Si maravillosa y sorprendente aparece la transubstanciación que, en virtud de la poderosa eficacia comunicada por Dios a las palabras del sacerdote, se verifica en la sacrosanta Eucaristía, convirtiendo la substancia del pan en el cuerpo y sangre de Cristo, no es menos admirable que las especies sacramentales en virtud de la omnipotente diestra del Altísimo, germinen y produzcan lozanas y exuberantes espigas de trigo, como de ello da testimonio la siguiente relación histórica:

Habitaba en Seleucia un rico comerciante, fanático hereje severiano, aunque no hostil a la verdadera Iglesia romana.

Entre los varios criados que le prestaban servicio había uno muy ferviente católico, que tomó en Jueves Santo la Sagrada Comunión, y habiéndose llevado, como era costumbre de aquellos tiempos, otras santas Formas envueltas en blanco finísimo lienzo, las depositó en un armario para cuando quisiese comulgar o llevarlas consigo, caso de tener que emprender algún viaje.

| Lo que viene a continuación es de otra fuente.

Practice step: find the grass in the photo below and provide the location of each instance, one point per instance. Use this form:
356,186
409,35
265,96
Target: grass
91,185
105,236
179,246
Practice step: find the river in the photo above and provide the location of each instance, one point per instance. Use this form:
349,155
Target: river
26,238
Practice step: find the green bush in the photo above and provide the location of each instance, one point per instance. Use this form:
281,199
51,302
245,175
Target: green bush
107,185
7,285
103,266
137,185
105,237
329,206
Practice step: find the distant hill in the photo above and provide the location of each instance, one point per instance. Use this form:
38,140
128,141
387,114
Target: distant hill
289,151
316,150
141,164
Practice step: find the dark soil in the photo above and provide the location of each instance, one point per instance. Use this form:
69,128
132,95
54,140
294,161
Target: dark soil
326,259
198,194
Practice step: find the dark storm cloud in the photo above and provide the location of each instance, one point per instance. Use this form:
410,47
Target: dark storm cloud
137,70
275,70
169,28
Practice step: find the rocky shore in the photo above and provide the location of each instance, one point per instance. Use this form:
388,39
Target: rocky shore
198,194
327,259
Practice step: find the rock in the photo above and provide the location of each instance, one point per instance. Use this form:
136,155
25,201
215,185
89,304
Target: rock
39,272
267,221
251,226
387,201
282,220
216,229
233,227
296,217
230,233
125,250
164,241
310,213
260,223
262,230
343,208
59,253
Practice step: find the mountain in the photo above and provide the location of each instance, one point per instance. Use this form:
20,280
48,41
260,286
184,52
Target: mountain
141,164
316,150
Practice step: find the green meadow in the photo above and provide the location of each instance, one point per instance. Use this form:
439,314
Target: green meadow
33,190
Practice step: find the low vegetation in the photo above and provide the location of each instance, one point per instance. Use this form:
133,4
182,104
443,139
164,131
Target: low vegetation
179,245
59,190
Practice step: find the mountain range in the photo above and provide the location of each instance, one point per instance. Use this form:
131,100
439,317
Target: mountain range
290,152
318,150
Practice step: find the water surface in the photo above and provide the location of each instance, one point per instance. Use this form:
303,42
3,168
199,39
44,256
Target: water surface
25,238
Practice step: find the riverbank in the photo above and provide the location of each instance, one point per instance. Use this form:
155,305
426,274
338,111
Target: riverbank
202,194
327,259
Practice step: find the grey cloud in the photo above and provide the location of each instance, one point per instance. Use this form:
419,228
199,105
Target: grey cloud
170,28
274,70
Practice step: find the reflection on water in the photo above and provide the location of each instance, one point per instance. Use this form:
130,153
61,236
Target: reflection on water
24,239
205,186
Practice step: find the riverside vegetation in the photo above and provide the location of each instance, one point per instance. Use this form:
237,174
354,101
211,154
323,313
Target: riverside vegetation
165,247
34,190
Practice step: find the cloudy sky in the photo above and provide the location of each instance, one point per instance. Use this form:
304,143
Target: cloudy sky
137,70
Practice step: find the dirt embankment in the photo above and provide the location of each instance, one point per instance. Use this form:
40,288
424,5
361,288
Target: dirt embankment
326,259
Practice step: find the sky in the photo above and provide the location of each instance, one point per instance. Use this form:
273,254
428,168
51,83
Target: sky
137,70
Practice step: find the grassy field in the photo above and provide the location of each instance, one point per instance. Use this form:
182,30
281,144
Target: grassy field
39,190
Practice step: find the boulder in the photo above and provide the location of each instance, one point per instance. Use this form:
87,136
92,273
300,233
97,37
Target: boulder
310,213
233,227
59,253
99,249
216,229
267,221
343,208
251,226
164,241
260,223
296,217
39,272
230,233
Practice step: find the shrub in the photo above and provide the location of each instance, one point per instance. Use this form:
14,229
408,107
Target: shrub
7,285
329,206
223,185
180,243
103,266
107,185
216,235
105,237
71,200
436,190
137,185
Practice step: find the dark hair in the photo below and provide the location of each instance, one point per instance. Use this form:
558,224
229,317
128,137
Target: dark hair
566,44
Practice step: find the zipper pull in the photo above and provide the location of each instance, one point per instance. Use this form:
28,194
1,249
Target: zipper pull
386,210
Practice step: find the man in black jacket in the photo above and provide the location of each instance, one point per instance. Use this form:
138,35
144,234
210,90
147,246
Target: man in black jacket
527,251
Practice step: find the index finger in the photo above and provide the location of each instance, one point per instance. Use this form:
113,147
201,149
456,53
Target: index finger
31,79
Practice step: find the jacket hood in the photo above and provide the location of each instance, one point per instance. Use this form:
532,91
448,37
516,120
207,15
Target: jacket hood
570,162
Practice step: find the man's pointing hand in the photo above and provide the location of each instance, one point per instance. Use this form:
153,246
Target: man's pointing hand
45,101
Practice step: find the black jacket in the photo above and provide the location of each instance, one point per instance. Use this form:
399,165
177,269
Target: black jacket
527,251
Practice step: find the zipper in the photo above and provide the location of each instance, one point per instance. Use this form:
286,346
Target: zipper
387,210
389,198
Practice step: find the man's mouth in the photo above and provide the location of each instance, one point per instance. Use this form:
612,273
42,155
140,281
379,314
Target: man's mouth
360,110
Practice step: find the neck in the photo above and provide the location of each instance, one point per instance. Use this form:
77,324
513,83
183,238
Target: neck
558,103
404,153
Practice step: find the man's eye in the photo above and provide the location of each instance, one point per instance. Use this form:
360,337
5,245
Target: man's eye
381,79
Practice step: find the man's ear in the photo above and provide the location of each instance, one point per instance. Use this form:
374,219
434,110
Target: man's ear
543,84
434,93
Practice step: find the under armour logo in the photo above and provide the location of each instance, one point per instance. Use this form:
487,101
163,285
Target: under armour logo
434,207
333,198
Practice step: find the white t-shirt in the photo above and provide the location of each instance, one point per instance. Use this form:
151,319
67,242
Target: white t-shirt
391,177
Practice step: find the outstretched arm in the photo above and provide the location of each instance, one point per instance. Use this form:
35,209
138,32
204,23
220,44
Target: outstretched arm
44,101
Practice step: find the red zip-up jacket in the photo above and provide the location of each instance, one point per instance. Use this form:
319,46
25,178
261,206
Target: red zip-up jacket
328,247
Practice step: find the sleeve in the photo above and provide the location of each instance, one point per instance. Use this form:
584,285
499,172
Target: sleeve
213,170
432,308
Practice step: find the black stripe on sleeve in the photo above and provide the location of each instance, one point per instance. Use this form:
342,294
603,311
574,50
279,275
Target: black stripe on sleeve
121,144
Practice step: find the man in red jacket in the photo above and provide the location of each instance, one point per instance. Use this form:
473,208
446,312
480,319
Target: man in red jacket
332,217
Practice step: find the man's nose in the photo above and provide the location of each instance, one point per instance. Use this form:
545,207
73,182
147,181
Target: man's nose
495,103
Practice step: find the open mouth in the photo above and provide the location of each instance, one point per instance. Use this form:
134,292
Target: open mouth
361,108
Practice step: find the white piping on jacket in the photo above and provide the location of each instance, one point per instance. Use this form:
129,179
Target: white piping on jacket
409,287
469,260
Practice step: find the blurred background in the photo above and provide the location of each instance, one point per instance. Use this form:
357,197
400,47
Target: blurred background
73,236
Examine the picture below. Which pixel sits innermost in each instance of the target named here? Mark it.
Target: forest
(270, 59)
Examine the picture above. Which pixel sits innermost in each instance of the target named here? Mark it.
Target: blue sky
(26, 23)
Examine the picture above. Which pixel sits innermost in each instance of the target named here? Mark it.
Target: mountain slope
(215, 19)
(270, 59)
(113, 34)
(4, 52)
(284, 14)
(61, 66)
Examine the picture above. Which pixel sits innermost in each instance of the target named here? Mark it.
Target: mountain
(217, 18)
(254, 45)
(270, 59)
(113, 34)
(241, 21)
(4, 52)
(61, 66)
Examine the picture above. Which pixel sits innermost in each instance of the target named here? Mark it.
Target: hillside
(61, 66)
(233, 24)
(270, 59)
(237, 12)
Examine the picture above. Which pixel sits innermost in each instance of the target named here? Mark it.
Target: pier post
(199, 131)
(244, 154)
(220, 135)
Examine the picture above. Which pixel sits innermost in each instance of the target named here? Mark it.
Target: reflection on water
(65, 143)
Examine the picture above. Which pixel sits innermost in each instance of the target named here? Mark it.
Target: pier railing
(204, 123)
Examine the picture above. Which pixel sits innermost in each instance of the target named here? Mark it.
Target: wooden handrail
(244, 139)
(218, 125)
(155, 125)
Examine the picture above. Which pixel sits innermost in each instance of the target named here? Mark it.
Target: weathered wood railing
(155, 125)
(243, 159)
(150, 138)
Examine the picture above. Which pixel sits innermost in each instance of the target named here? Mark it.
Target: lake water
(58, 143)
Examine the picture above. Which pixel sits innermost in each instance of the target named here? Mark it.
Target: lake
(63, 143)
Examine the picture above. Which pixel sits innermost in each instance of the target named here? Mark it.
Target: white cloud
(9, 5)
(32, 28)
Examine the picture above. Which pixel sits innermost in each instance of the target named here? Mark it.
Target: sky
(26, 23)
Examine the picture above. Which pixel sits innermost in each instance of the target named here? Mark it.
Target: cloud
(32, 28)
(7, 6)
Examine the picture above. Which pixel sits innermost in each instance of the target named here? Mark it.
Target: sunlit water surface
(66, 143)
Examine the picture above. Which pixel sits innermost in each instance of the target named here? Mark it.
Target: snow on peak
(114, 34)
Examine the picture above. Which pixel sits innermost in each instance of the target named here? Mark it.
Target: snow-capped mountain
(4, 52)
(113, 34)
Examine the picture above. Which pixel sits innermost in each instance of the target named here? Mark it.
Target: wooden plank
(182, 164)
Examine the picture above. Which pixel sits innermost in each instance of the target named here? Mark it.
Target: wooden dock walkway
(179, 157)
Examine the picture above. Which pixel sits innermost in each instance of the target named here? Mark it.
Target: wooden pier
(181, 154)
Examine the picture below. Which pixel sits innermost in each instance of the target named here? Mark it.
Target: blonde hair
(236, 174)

Después de Pascua recibió la orden de ir a Constantinopla por cierto urgente negocio, y al ponerse en camino, olvidado por completo de los santos Misterios, entregó la llave del armario a su dueño.

Al poco tiempo, como el hereje abriese el tan preciado mueble que a manera de Tabernáculo guardaba la Joya más rica de cielos y tierra, halló el inmaculado lienzo que envolvía las sacrosantas Hostias, y a su vista experimentó gran turbación de espíritu, no sabiendo qué hacerse. 

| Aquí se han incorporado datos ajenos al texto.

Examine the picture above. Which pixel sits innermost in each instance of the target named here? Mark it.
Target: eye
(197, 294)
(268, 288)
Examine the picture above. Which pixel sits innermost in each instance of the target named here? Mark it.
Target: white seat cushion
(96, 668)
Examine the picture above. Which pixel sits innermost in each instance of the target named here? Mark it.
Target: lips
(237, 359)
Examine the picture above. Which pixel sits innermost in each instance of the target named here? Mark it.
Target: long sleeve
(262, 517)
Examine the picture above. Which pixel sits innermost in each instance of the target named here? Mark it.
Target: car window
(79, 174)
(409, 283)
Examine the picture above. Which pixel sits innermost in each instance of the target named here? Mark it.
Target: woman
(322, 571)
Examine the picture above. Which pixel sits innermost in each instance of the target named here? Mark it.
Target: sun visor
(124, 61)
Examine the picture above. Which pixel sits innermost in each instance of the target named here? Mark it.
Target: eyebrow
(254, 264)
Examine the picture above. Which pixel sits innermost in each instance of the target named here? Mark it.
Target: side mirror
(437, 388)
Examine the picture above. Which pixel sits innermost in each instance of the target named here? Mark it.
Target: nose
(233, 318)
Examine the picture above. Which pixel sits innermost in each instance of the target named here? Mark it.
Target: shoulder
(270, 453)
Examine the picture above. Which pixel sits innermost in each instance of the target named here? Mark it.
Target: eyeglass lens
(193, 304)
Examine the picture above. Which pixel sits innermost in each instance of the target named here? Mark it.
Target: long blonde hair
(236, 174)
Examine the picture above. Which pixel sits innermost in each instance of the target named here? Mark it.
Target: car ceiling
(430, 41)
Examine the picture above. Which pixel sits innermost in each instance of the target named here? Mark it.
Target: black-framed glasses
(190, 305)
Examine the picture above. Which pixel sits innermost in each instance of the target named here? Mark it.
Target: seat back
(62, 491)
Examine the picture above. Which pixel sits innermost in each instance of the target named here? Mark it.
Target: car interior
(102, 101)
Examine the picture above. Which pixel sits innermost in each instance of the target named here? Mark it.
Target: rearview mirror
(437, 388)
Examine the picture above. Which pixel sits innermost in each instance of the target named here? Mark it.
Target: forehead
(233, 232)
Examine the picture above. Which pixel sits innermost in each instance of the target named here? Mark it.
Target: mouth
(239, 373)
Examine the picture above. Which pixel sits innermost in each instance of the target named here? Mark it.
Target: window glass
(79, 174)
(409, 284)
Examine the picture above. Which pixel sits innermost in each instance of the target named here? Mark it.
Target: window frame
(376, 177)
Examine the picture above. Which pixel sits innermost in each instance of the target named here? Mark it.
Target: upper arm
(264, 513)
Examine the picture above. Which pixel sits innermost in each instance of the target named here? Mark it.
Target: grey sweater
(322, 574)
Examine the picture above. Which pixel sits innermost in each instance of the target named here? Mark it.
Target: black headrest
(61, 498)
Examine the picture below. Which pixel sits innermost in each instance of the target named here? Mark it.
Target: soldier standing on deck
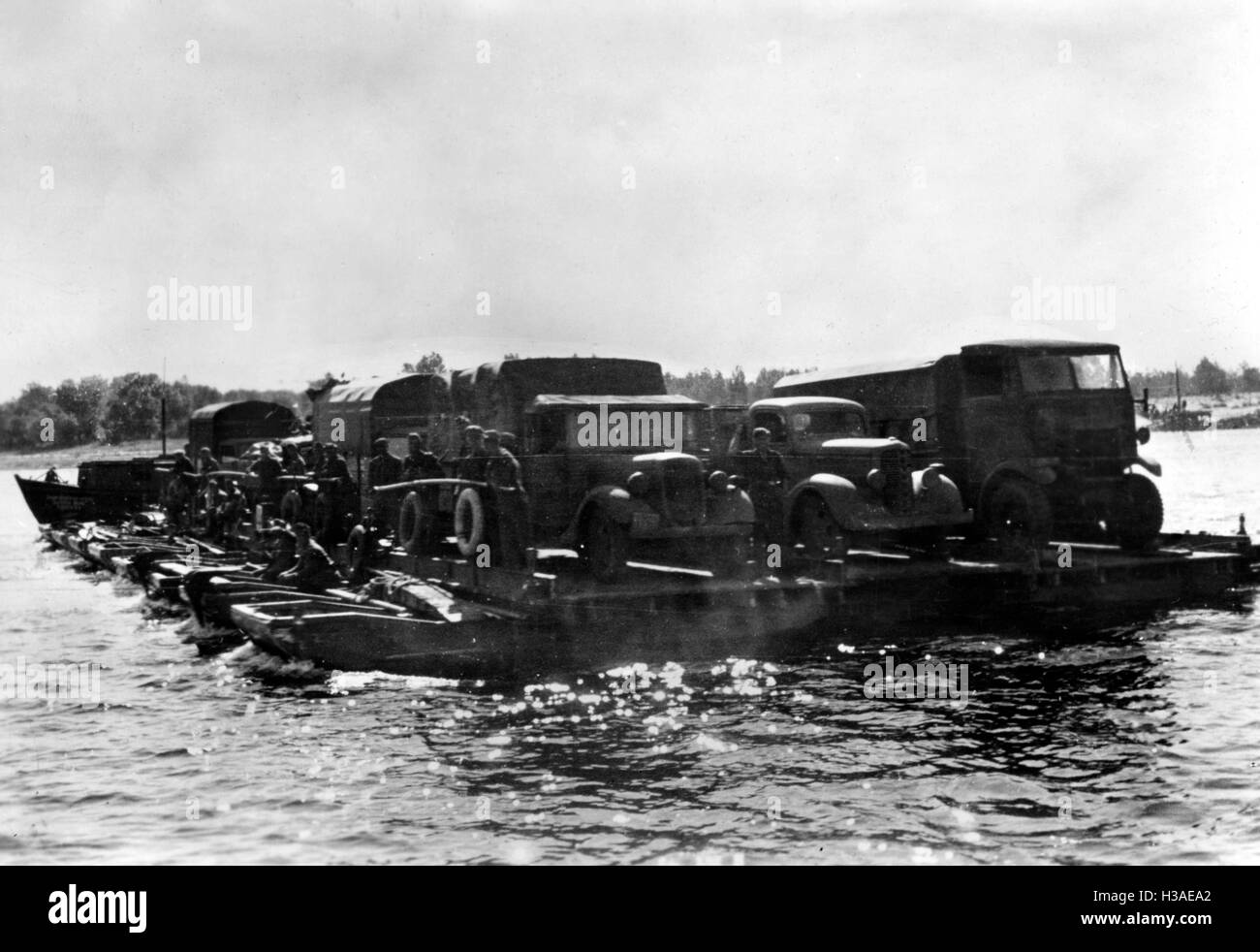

—Comulgar —decía entre sí mismo—, me lo prohíbe la doctrina severiana que profeso; despreciarlas, no lo consiente mi corazón, porque todo lo que atañe a la religión católica merece mi respeto... ¿Qué haré?... Las dejaré intactas hasta que mi siervo vuelva... quien, sin duda alguna, las recibirá en Comunión.

Llegó el día solemne de la Cena del Señor, y como el criado no hubiese vuelto todavía de su largo viaje, le pareció al dueño sería conveniente quemar aquellas antiguas Formas a fin de que no permanecieran por más tiempo encerradas; pero ¡oh prodigio!, al abrir el armario ve con asombro que habían germinado y producido un ramillete de hermosas y doradas espigas de trigo.

Atónito y espantado por tan grande maravilla, convoca al momento a todos sus domésticos y clamando “Señor, ten piedad de nosotros”, se dirigen en devotísima procesión a la iglesia para presentar las milagrosas espigas al santo obispo Dionisio, declarándole el portento sucedido visto de innumerables personas de todas edades y condiciones; y mientras unos repetían “Señor, ten piedad de nosotros”, otros daban incesantes gracias a Dios por tan raro prodigio, que motivó la conversión de muchos a la fe ortodoxa.

Manuel Traval y Roset, Milagros eucarísticos, 5. edición, Apostolado Mariano, págs. 23-24.